As he related the incident, the minister stood in the church pulpit last Sunday and said it was the most compelling story that he had ever been told and ever had occasion to tell. He assured everyone that, while there was the blessed hope of eventual Heavenly reunion, her physical presence would be sorely missed here and now. The Mr. and Mrs. had faithfully loved one another till death did them part.
And, the thought occurred to me as I sat in the congregation with Terry, how appropriate it was for them to give each other that hug before that good-bye came. It is something that perhaps each of us should keep in mind—-to be ever ready to give an appropriate hug, because you never know when the goodbye will come.
After all, a hug is a touching form of communication. A hug given communicates love. A hug given communicates affection. A hug given communicates confidence. People around us can benefit emotionally and spiritually from a hug. There is a special and certain warmth transferred from one to another with a hug, especially as it involves family members.
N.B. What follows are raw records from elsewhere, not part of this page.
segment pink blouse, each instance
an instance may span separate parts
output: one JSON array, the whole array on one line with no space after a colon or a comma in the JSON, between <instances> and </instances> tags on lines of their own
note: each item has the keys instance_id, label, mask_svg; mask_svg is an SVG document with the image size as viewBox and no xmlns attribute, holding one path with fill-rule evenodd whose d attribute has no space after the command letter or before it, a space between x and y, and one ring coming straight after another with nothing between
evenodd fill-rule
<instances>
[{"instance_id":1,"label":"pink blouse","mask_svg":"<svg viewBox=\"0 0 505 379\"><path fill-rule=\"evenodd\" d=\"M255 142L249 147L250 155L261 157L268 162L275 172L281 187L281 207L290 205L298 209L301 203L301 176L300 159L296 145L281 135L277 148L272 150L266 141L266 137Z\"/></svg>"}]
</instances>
The Scripture says, “Be kindly affectioned one toward another with brotherly love.” While that is a spiritual exhortation for church people, it stands as a particular directive for families, too. We should be willing to show kind affections toward each other. With our families, giving hugs should be a part of the day. Spouses should be kindly affectioned toward one another. Parents should be kindly affectioned toward their children. Children should be kindly affectioned toward their parents. You never know that the one hug given may be last one to give.
As Terry greeted the Mr. close before start of the service, he took her toward the casket, and said as he looked on his wife for perhaps the last time, “This is so hard.”
Moments later, he and his family were ushered to a room off of the sanctuary. And, the lid of the casket was closed.
Give your hugs while you can.
Pastor Ron Branch lives in Mason County and is pastor of Hope Baptist Church, Middleport, Ohio.